Case Shiller: Housing Prices Down Again
By Greg Hunter’s USAWatchdog.com
Housing prices are back to where they were in late 2002 according to the latest Case-Shiller report that tracks housing prices. February data shows 15 of 20 cities surveyed showed price declines. Overall, the prices sank 3.5% annually. Atlanta fared the worst with a 17.3% year over year fall in home prices. Phoenix was one of the few bright spots with a 3.3% increase. The report said, “Phoenix has posted two consecutive months of positive annual rates, with its latest being +3.3%, and five consecutive positive monthly returns.” But don’t start breaking out the party hats and champagne. The report also said, “Phoenix, which is one of the cities that fared the worst during the crisis, has now posted two consecutive months of positive annual returns and five consecutive positive monthly returns.
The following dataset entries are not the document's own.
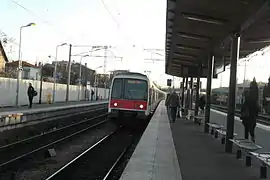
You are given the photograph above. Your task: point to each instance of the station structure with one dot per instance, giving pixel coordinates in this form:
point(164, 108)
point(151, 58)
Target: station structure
point(202, 37)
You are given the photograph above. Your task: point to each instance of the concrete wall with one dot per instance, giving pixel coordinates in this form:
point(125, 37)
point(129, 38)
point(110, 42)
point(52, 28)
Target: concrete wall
point(33, 73)
point(8, 92)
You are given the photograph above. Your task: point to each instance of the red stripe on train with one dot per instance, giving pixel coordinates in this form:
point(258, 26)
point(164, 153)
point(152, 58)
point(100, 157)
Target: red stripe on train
point(128, 104)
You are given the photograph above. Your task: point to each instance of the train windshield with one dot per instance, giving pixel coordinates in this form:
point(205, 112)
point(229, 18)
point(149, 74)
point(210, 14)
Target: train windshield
point(132, 89)
point(117, 89)
point(135, 89)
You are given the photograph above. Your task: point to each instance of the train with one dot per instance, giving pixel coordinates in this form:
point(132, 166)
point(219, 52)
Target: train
point(133, 96)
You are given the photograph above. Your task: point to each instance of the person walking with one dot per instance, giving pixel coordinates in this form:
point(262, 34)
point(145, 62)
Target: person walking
point(31, 93)
point(202, 104)
point(173, 103)
point(249, 113)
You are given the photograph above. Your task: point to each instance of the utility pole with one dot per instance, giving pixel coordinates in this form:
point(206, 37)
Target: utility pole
point(41, 80)
point(69, 69)
point(105, 59)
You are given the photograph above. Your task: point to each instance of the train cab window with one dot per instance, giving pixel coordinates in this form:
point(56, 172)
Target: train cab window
point(135, 89)
point(117, 89)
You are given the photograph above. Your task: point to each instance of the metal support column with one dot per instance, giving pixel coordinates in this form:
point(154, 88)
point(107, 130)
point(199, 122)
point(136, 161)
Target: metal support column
point(68, 79)
point(41, 83)
point(186, 97)
point(231, 104)
point(208, 92)
point(183, 93)
point(197, 92)
point(191, 93)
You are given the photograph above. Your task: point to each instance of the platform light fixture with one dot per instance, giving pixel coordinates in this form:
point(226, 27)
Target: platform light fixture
point(180, 46)
point(204, 19)
point(184, 55)
point(193, 36)
point(266, 40)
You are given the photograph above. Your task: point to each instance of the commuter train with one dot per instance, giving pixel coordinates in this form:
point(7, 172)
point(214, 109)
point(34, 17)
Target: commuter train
point(132, 96)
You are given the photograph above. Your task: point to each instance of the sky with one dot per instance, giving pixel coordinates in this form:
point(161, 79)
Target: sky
point(128, 26)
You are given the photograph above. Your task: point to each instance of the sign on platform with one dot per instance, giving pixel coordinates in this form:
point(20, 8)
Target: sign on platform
point(169, 82)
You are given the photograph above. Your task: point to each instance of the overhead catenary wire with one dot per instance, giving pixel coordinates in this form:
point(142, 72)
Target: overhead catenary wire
point(59, 31)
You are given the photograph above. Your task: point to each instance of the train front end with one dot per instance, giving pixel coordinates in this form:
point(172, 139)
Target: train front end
point(129, 99)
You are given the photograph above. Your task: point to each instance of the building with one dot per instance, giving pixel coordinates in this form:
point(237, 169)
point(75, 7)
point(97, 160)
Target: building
point(88, 75)
point(3, 58)
point(29, 71)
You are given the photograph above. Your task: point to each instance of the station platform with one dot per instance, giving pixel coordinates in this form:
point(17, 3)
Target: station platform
point(181, 150)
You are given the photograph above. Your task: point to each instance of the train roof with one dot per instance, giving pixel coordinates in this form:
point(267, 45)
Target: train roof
point(131, 74)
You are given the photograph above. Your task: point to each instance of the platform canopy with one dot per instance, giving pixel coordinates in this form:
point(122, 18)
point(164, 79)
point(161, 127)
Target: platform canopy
point(198, 29)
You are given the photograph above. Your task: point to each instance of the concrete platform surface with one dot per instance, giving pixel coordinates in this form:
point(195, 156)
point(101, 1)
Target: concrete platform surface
point(154, 156)
point(202, 157)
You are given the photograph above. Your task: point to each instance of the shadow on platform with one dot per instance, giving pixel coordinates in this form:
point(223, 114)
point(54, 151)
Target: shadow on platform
point(202, 157)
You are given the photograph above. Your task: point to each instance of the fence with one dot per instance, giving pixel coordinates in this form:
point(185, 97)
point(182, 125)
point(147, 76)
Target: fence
point(8, 88)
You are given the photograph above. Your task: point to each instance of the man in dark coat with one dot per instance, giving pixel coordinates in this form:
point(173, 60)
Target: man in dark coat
point(249, 113)
point(31, 93)
point(173, 103)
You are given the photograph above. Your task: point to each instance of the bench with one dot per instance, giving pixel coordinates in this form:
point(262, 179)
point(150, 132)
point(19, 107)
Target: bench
point(190, 114)
point(247, 146)
point(198, 119)
point(222, 133)
point(264, 158)
point(214, 127)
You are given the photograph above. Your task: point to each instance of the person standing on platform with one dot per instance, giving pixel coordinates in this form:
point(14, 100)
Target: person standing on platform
point(202, 103)
point(173, 103)
point(31, 93)
point(249, 113)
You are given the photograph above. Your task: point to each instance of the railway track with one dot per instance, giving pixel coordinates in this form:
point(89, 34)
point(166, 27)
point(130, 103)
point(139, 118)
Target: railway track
point(261, 118)
point(100, 160)
point(13, 154)
point(14, 135)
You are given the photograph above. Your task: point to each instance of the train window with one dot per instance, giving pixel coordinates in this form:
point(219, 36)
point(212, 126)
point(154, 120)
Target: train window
point(117, 89)
point(136, 89)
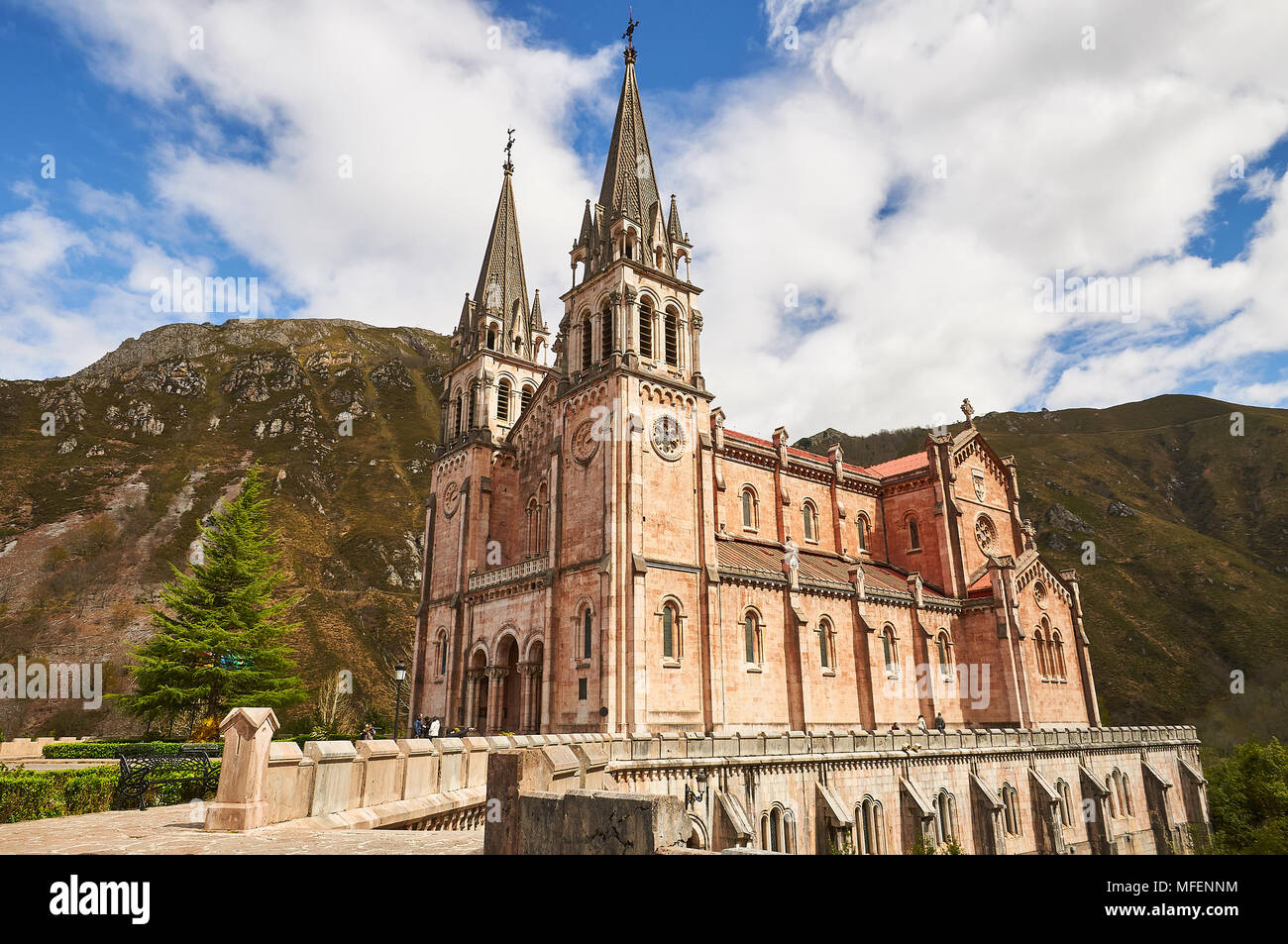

However, it is still down 54.2% from its peak.” (Click here for the complete Case-Shiller press release.)
The average price decline from the 2006 peak in the Case-Shiller report is a stunning 35%. The February report charts a new low for the index. Please keep in mind, all this pain in the residential real estate market is going on despite near record low interest rates. The Federal Reserve is suppressing rates in hopes of getting some price inflation in housing. Instead, it is seeing inflation creeping up in food and energy costs while housing prices are verifiably heading down. The Fed should have just stayed out of the market and let it fall. Yes, it most definitely would have fallen more than it has, but we probably would have hit bottom by now. This would in turn have produced a real recovery, and people would be able to buy a cheaper house and pay a higher interest rate. Who has any confidence that the house you buy today won’t be worth less in a year?
I keep asking this question: What happens to home prices when interest rates rise back to more normal levels? If rates were just 7% for a 30-year mortgage, you would see at least another 20% decline. (Currently, rates for a 30-year mortgage are around 4 %.) Another boat anchor to housing prices is the millions of foreclosures coming down the pipeline in the next few years. There is no way we hit bottom in the foreseeable future. I don’t think we have seen the end of the real estate crash, and I don’t see prices going anywhere but down until 2016. Even then, it will be a very long climb back up for real home value appreciation. Bottom line: don’t be in a hurry to buy a house.